Recentemente, dra. Keila fez o desabafo em uma postagem que repercutiu bastante nas redes sociais, relatando que uma paciente prontamente a reconheceu como médica e o quanto isso a emocionou.
“Essa acompanhante que mostrei no post realmente mexeu comigo, tanto pelo fato de me olhar e ao primeiro contato se dirigir a mim como médica, assim como a força da filha que era a paciente – mulheres negras historicamente são tidas como “fortes”, prova disso é que a maior parte das cirurgias experimentais foram feitas em mulheres negras e sem anestesia principalmente na cirurgia ginecológica.
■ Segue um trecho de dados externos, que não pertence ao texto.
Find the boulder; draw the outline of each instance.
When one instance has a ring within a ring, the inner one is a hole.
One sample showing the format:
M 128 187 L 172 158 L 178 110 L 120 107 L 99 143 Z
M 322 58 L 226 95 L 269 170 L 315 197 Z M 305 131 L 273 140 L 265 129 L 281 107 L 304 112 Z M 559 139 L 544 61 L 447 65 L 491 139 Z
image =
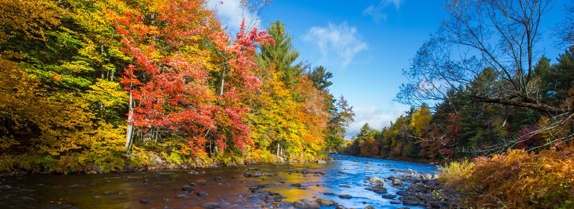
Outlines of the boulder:
M 130 165 L 126 165 L 123 167 L 123 169 L 122 169 L 122 172 L 131 172 L 134 171 L 134 167 Z
M 301 199 L 293 203 L 293 207 L 304 208 L 319 208 L 319 203 L 311 199 Z
M 113 195 L 116 194 L 117 192 L 114 190 L 108 190 L 104 192 L 104 195 Z
M 181 194 L 181 195 L 177 195 L 177 196 L 175 196 L 176 198 L 189 198 L 189 196 L 188 196 L 187 195 L 186 195 L 185 194 Z
M 189 185 L 185 185 L 183 187 L 181 187 L 181 190 L 184 191 L 193 191 L 193 187 Z
M 385 194 L 387 193 L 387 188 L 385 187 L 381 187 L 376 189 L 373 190 L 373 191 L 377 194 Z
M 385 199 L 393 199 L 393 198 L 396 198 L 397 195 L 382 195 L 381 196 L 381 197 L 383 198 L 385 198 Z
M 422 179 L 418 176 L 410 176 L 407 178 L 405 180 L 410 182 L 420 182 L 422 180 Z
M 399 190 L 397 191 L 397 194 L 401 196 L 408 196 L 410 195 L 410 192 L 405 190 Z
M 371 182 L 371 184 L 373 184 L 373 185 L 375 185 L 375 186 L 383 186 L 383 184 L 385 184 L 385 183 L 383 182 L 383 181 L 381 181 L 381 180 L 377 180 L 375 181 L 374 182 Z
M 323 206 L 331 206 L 333 205 L 332 201 L 324 199 L 323 198 L 317 198 L 317 199 L 315 200 L 315 202 L 316 202 L 317 203 L 319 203 L 320 205 Z
M 364 181 L 363 181 L 363 182 L 365 182 L 365 183 L 366 183 L 366 182 L 375 182 L 376 181 L 382 181 L 382 180 L 383 180 L 382 179 L 381 179 L 381 178 L 379 178 L 378 177 L 369 177 L 369 178 L 367 178 L 366 179 L 365 179 Z
M 352 196 L 351 196 L 350 195 L 339 195 L 339 198 L 351 199 L 351 198 L 352 198 L 352 197 L 353 197 Z
M 203 203 L 200 204 L 199 207 L 204 208 L 218 208 L 221 207 L 218 203 Z
M 409 169 L 399 169 L 399 170 L 398 170 L 397 171 L 398 171 L 398 172 L 409 172 L 409 173 L 412 173 L 414 171 L 413 171 L 412 169 L 409 168 Z
M 416 206 L 418 205 L 418 201 L 412 200 L 402 200 L 402 204 L 405 206 Z

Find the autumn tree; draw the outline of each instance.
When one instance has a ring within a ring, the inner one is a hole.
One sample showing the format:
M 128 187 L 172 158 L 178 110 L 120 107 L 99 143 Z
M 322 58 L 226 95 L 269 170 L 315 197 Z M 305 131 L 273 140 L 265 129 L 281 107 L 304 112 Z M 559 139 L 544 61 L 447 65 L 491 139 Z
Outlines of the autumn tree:
M 333 74 L 325 70 L 323 66 L 318 66 L 313 69 L 309 73 L 309 79 L 313 81 L 313 87 L 319 90 L 325 90 L 329 86 L 333 84 L 332 82 L 327 81 L 333 77 Z
M 271 23 L 267 29 L 274 41 L 274 45 L 262 46 L 258 63 L 261 67 L 280 72 L 279 77 L 285 86 L 293 89 L 298 85 L 303 71 L 308 66 L 302 61 L 295 62 L 300 52 L 294 48 L 293 37 L 285 30 L 281 21 Z

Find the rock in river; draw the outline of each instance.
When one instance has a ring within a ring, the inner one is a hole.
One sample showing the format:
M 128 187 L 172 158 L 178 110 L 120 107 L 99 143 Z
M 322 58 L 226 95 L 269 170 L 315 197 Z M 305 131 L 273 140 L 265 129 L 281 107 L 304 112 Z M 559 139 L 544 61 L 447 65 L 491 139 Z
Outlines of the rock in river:
M 293 206 L 304 208 L 319 208 L 319 203 L 311 199 L 302 199 L 293 203 Z
M 189 197 L 189 196 L 187 196 L 187 195 L 185 194 L 176 196 L 176 198 L 187 198 Z
M 405 206 L 416 206 L 418 205 L 418 201 L 413 200 L 402 200 L 402 204 Z
M 351 199 L 352 197 L 353 197 L 352 196 L 351 196 L 350 195 L 339 195 L 339 198 Z
M 199 207 L 203 207 L 204 208 L 220 208 L 219 204 L 218 203 L 204 203 L 199 204 Z
M 149 200 L 146 200 L 146 199 L 144 199 L 139 200 L 139 202 L 142 203 L 144 203 L 144 204 L 145 204 L 145 203 L 149 203 Z
M 401 185 L 402 184 L 402 181 L 399 180 L 398 179 L 393 179 L 393 185 Z
M 324 199 L 323 198 L 317 198 L 317 199 L 315 200 L 315 202 L 316 202 L 317 203 L 319 203 L 320 205 L 323 206 L 331 206 L 333 205 L 332 201 Z
M 396 198 L 397 195 L 382 195 L 381 196 L 381 197 L 382 197 L 383 198 L 385 198 L 385 199 L 393 199 L 393 198 Z

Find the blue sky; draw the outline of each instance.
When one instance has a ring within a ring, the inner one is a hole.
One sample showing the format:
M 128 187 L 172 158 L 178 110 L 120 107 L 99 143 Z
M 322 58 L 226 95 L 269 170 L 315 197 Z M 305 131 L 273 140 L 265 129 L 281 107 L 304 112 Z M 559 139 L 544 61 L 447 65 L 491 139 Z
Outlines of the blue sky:
M 347 139 L 365 123 L 377 129 L 388 126 L 409 108 L 392 101 L 398 86 L 407 81 L 401 69 L 409 67 L 409 59 L 444 18 L 444 1 L 439 0 L 276 0 L 258 16 L 238 9 L 237 0 L 223 2 L 208 5 L 217 7 L 231 30 L 242 17 L 261 19 L 257 23 L 262 29 L 280 19 L 293 36 L 300 58 L 333 73 L 331 92 L 343 95 L 356 115 Z M 544 30 L 562 19 L 563 5 L 568 2 L 559 1 L 545 16 Z M 550 45 L 548 36 L 542 40 L 548 44 L 540 45 Z M 563 52 L 541 49 L 553 60 Z

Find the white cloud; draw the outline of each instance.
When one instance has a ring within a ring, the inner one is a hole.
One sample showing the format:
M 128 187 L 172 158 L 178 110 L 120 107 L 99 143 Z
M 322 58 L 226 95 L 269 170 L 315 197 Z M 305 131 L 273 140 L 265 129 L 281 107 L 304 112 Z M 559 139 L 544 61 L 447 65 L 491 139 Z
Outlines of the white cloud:
M 239 30 L 243 18 L 247 29 L 259 27 L 261 24 L 257 14 L 248 9 L 241 0 L 210 0 L 207 7 L 217 11 L 222 26 L 227 26 L 230 32 L 235 33 Z
M 340 65 L 343 68 L 351 63 L 355 55 L 366 50 L 367 43 L 355 27 L 349 27 L 347 22 L 341 25 L 329 22 L 327 27 L 311 27 L 303 40 L 315 45 L 321 55 L 321 62 Z
M 386 22 L 389 15 L 382 11 L 383 9 L 392 5 L 397 9 L 397 11 L 398 11 L 401 8 L 401 4 L 405 0 L 382 0 L 378 5 L 371 5 L 363 10 L 363 15 L 370 16 L 375 22 L 379 22 L 381 21 Z
M 394 107 L 392 102 L 387 108 L 381 109 L 375 107 L 353 108 L 355 112 L 355 122 L 349 125 L 347 129 L 346 139 L 351 139 L 360 130 L 366 123 L 373 129 L 381 130 L 385 127 L 390 125 L 391 121 L 394 122 L 399 116 L 404 113 L 405 110 Z

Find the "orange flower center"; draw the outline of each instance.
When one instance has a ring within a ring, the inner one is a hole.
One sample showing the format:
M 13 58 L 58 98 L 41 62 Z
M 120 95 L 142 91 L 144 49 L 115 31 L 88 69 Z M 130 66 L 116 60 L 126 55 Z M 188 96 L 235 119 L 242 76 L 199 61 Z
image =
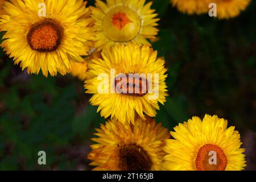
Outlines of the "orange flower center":
M 32 25 L 27 35 L 27 39 L 33 50 L 53 52 L 61 43 L 63 32 L 63 28 L 56 22 L 46 19 Z
M 125 76 L 115 78 L 117 93 L 137 97 L 143 97 L 148 93 L 147 78 L 139 76 L 138 74 L 133 74 L 130 77 L 129 74 Z
M 124 146 L 119 151 L 119 168 L 122 171 L 148 171 L 152 162 L 147 152 L 135 144 Z
M 130 19 L 124 13 L 118 12 L 112 16 L 112 23 L 119 30 L 123 28 L 130 22 Z
M 218 146 L 207 144 L 199 150 L 195 162 L 198 171 L 224 171 L 228 159 Z

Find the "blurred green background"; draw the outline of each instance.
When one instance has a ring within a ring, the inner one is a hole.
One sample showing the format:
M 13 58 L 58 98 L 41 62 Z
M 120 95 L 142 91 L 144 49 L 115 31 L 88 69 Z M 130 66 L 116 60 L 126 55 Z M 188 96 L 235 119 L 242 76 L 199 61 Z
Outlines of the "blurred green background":
M 169 68 L 170 97 L 157 121 L 173 130 L 194 115 L 223 117 L 241 134 L 246 169 L 256 169 L 255 1 L 228 20 L 189 16 L 169 0 L 153 1 L 161 18 L 153 47 Z M 90 96 L 71 75 L 28 75 L 1 50 L 0 170 L 90 169 L 90 138 L 105 119 Z M 47 165 L 38 164 L 41 150 Z

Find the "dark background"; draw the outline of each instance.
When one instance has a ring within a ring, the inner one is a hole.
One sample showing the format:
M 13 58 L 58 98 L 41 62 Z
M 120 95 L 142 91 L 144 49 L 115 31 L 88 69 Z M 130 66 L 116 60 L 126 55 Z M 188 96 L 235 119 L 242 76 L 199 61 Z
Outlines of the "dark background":
M 241 133 L 246 169 L 256 169 L 255 1 L 228 20 L 182 14 L 169 0 L 155 0 L 153 8 L 161 18 L 153 47 L 169 68 L 170 97 L 157 121 L 173 130 L 194 115 L 223 117 Z M 105 120 L 84 92 L 71 75 L 22 72 L 1 50 L 0 170 L 90 169 L 90 138 Z M 41 150 L 46 166 L 38 164 Z

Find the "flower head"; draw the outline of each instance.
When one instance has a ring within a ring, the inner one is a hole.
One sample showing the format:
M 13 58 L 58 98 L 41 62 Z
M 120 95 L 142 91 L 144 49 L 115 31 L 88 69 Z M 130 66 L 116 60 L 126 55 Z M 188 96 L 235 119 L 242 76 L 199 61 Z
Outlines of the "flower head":
M 245 150 L 238 131 L 227 128 L 228 121 L 205 115 L 179 124 L 171 132 L 164 150 L 164 166 L 169 170 L 242 170 L 246 166 Z
M 170 134 L 153 119 L 138 118 L 134 125 L 109 121 L 97 131 L 88 155 L 90 164 L 97 166 L 94 170 L 163 169 L 162 147 Z
M 93 46 L 94 20 L 80 0 L 13 0 L 0 15 L 1 47 L 29 73 L 65 75 Z
M 150 45 L 146 39 L 154 39 L 159 19 L 151 10 L 152 2 L 145 0 L 108 0 L 106 3 L 96 0 L 92 7 L 97 30 L 96 47 L 101 49 L 115 43 L 133 42 Z
M 104 49 L 102 59 L 92 60 L 85 81 L 86 93 L 105 118 L 134 122 L 136 115 L 156 115 L 158 102 L 166 101 L 165 61 L 148 46 L 118 44 Z

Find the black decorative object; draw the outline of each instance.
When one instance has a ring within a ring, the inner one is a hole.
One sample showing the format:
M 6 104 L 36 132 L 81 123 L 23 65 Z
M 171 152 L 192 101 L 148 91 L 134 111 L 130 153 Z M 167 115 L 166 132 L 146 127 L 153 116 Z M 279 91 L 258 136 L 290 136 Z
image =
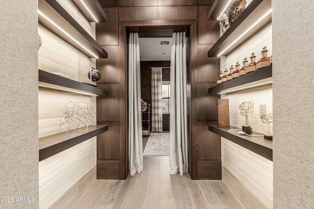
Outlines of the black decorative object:
M 228 11 L 229 15 L 229 25 L 234 23 L 245 9 L 246 1 L 245 0 L 237 0 L 232 3 Z
M 92 77 L 91 78 L 90 74 L 92 74 Z M 91 81 L 94 81 L 95 82 L 95 86 L 96 85 L 98 81 L 100 79 L 101 74 L 100 72 L 98 71 L 96 68 L 90 67 L 90 70 L 88 71 L 87 73 L 87 76 Z

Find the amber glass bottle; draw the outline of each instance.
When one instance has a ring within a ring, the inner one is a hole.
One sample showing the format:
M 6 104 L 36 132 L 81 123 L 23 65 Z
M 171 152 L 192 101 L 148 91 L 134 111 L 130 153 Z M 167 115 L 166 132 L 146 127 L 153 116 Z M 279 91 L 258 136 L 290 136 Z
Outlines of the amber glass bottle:
M 246 74 L 256 70 L 256 56 L 254 52 L 250 57 L 251 63 L 246 66 Z
M 224 83 L 227 82 L 227 76 L 228 75 L 228 70 L 227 70 L 227 69 L 225 70 L 225 71 L 224 71 L 224 72 L 225 73 L 225 74 L 223 76 L 222 76 L 222 78 L 221 78 L 222 83 Z
M 222 76 L 223 76 L 224 74 L 222 73 L 221 70 L 220 70 L 220 73 L 219 74 L 219 77 L 217 79 L 217 85 L 219 85 L 221 84 L 221 79 L 222 78 Z
M 261 68 L 270 65 L 270 57 L 267 56 L 267 52 L 268 50 L 267 50 L 266 47 L 263 47 L 261 52 L 262 58 L 260 59 L 260 60 L 256 63 L 256 70 L 260 70 Z
M 247 63 L 248 63 L 247 60 L 246 59 L 247 58 L 247 57 L 245 57 L 243 61 L 242 62 L 243 64 L 243 67 L 242 67 L 241 69 L 240 69 L 240 71 L 239 71 L 239 76 L 241 76 L 246 74 L 246 66 L 247 66 Z
M 236 62 L 236 70 L 234 71 L 232 73 L 232 79 L 234 79 L 236 78 L 237 78 L 239 77 L 239 71 L 240 71 L 240 65 L 239 64 L 239 62 Z
M 229 73 L 227 76 L 227 81 L 232 80 L 232 73 L 234 71 L 234 70 L 235 70 L 235 69 L 234 68 L 234 66 L 233 65 L 231 66 L 230 68 L 229 68 Z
Eu podia ter feito a sutura daquela paciente só com anestésico local, mas ela estava ali vulnerável, levei-a para o centro cirúrgico, para dar um pouco mais de conforto”, conta.
“Tive que provar para os outros”
A médica disse que muitos a enxergam como uma pessoa forte, segura e firme, mas na verdade essa foi a forma que ela encontrou de se blindar por conta de situações em que teve que se provar para os outros.
“Por ter que provar todos os dias que você merece estar nessa posição, torna-se exaustivo”, desabafa.
Keila diz que nunca confrontou ninguém apontando racismo, mas após ter sua filha passou a se sentir preocupada com o que ela precisaria passar e decidiu se expor mais e estudar sobre o assunto, “vejo as meninas pegando no cabelo dela e falando: “o cabelo é fofinho não é tão duro não”. Minha filha ainda não diferencia a cor e eu não quero que ela sinta isso na pele. Venho de um país mestiço onde não nos preocupamos com isso. Aí a gente vai levando até onde o calo aperta até quando não dá pra segurar mais”, afirma.
E não é só para a filha o esforço de tentar lutar diariamente pelo seu espaço, mesmo sem intenção, o simples fato de ser negra é médica, algo visto com preconceito por tantos, é motivo de esperança para alguns.
“Lembro do espanto de uma adolescente de 17 anos ao chegar num PSF que fui atender no interior, quando me viu e entrou na sala para ser atendida disse: “doutora, a senhora não sabe o quanto estou feliz por estar sendo atendida por uma negra igual a mim, sou estudante e quero fazer medicina, e ver a senhora aqui atendendo me estimulou a estudar mais””, encerra emocionada.